Tu te souviens de la fois où tu m’as demandé ce que faisaient les gens dans leurs appartements ? Je t’ai répondu : ils vont de pièce en pièce, et c’est la meilleure réponse qu’on puisse faire. Je vois des gens qui se plaignent de vieillir, de ne plus pouvoir monter les escaliers aussi bien qu’avant : mais les âmes s’usent encore plus vite que les corps.

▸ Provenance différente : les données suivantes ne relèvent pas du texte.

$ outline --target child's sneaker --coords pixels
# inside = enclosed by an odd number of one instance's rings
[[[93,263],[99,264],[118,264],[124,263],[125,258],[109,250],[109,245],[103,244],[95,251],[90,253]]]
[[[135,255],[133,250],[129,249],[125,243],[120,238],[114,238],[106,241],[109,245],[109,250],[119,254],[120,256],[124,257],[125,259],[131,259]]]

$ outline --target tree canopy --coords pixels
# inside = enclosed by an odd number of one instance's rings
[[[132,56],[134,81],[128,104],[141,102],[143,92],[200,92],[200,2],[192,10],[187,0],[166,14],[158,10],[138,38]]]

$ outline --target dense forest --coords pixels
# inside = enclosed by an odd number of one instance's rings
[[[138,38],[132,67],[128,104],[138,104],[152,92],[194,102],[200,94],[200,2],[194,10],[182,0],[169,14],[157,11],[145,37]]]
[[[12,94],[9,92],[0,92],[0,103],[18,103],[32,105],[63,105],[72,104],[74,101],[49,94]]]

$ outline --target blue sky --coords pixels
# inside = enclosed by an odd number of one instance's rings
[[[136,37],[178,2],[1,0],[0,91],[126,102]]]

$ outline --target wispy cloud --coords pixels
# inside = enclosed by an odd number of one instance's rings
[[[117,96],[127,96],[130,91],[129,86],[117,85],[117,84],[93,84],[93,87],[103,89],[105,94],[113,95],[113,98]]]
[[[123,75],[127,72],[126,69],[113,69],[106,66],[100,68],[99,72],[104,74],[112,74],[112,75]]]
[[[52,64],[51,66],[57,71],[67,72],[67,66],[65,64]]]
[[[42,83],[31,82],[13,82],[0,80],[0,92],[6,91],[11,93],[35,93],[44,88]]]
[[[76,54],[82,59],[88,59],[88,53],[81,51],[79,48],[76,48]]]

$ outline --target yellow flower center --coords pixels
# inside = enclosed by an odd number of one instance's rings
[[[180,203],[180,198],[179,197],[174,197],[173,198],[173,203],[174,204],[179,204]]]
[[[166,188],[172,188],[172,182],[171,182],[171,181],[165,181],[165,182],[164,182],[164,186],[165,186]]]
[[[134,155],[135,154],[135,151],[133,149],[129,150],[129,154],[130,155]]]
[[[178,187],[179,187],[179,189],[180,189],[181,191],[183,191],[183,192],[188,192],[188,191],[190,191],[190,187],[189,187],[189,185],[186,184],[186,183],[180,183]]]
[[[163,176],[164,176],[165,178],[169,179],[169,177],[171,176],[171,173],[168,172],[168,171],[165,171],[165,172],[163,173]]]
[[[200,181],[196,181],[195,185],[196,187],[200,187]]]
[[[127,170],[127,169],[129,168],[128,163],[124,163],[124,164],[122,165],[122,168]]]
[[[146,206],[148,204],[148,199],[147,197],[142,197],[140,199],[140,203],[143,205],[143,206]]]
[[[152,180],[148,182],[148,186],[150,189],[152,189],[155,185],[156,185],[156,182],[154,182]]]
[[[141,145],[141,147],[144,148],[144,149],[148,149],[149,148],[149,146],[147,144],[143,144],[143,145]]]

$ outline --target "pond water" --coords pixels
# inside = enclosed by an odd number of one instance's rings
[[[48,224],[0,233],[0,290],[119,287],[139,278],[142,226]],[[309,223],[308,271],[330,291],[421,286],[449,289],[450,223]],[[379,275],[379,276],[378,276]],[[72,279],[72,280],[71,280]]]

Frédéric Berthet, Simple Journée d’été
Relu
Cette phrase aérienne d’Emily Dickinson
Un poète – C’est celui
Qui extrait un sens surprenant
De signes ordinaires –
Incorporé
Et trouvé tant d’échos dans ma pratique Second Act à cette pure fulgurance de Marguerite Yourcenar partagée par l’ami écrivain-baroudeur Frédéric Pie :
Ne jamais perdre de vue le graphique d’une vie humaine, qui ne se compose pas, quoi qu’on dise, d’une horizontale et de deux perpendiculaires, mais bien plutôt de trois lignes sinueuses, étirées à l’infini, sans cesse rapprochées et divergeant sans cesse : ce qu’un homme a cru être, ce qu’il a voulu être, et ce qu’il fut.

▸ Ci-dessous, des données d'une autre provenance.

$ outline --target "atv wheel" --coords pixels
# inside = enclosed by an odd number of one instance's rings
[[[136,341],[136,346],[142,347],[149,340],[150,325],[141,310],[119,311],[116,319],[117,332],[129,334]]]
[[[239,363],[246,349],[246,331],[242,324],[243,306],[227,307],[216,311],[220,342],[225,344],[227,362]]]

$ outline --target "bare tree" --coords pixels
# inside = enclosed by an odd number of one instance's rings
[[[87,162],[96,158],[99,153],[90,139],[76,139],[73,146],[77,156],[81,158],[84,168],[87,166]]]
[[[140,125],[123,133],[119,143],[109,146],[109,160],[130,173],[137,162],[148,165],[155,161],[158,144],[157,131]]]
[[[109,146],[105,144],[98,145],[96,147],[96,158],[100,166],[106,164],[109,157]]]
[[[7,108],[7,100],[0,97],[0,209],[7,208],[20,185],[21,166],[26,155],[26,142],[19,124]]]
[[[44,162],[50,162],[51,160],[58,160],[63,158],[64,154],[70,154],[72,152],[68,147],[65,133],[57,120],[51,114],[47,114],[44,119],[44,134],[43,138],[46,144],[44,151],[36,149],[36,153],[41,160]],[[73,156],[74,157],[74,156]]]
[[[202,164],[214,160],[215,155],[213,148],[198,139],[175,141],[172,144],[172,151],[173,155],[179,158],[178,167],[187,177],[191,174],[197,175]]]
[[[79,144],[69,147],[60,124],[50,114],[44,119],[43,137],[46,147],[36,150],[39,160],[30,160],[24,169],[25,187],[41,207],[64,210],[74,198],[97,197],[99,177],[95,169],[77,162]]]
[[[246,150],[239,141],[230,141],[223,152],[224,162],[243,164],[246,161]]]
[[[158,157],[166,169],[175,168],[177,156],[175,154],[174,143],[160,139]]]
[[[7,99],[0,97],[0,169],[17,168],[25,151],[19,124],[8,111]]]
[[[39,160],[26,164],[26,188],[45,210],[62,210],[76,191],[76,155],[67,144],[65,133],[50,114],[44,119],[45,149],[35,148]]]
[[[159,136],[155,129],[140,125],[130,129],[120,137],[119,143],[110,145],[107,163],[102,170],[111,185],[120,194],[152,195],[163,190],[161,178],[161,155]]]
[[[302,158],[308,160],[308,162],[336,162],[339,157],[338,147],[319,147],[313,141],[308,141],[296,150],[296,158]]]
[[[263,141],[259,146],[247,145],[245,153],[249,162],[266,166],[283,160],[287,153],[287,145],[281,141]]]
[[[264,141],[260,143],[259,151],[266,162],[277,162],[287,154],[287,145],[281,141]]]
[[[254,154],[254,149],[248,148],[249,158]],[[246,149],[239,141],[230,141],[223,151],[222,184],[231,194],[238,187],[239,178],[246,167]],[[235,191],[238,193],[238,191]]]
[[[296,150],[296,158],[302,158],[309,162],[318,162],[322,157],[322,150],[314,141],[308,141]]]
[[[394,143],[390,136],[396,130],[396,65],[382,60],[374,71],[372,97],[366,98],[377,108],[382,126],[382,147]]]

Ni rire, ni pleurer, ni haïr mais comprendre.
Marguerite Yourcenar
Apprécié
À sa juste valeur cette phrase, moi qui creuse en permanence la vaste question de l’amitié :
“L’amitié à l’inverse de l’amour, se passe des phrases qui rassurent.”
Louis Nucéra
Compté
Sur mes doigts, après avoir découvert, chez Patrick Tudoret, cette terrible question de Marcel Moreau :
“Combien de prisons bipèdes avons-nous croisées ?”
Amusé
Moi qui lutte en permanence contre la tentation de l’estrangement, par cette phrase de l’essayiste Daniel Pinchbeck :
“J’ai une légère tendance à l’auto-exil.”
Écouté
Ce conseil de Robert MacFarlane :
“N’écris pas sur les rivières soit écrit par les rivières.”

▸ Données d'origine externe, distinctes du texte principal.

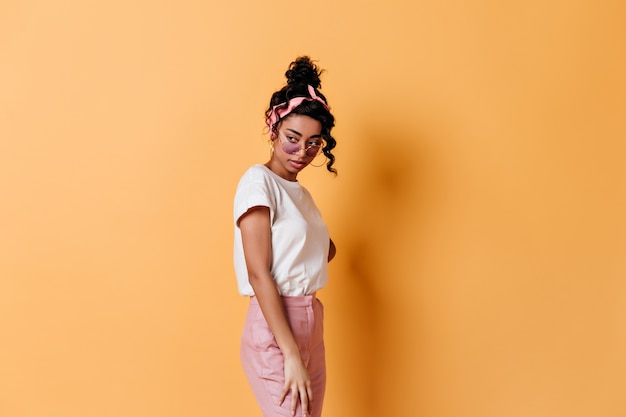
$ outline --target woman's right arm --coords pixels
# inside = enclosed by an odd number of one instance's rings
[[[280,402],[291,390],[291,411],[295,415],[298,397],[302,409],[310,413],[313,401],[311,378],[300,357],[300,349],[287,321],[282,299],[270,273],[272,264],[272,235],[267,207],[253,207],[239,220],[243,252],[248,268],[248,280],[285,359],[285,386]]]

qui m’a rappelé cette phrase de Saint-Exupéry qui m’accompagne chaque jour en tant que papa :
“Si tu veux construire un bateau, fais naître dans le cœur de tes hommes et femmes le désir de la mer.”
Visualisé
Cette scène inouïe, féroce et plus vraie que vraie de Grégor Von Rezzori :
“Mais où sont-elles passées les grappes de ménopausées au rictus accordéon, masquées de lunettes fumées aux montures en ailes de papillon, tels des masques de carnaval, leurs coiffes de patronne en résille comme autant de toiles d’araignées posées sur des cheveux couleur bleu lessive et des nids de fourmis entre les jambes ?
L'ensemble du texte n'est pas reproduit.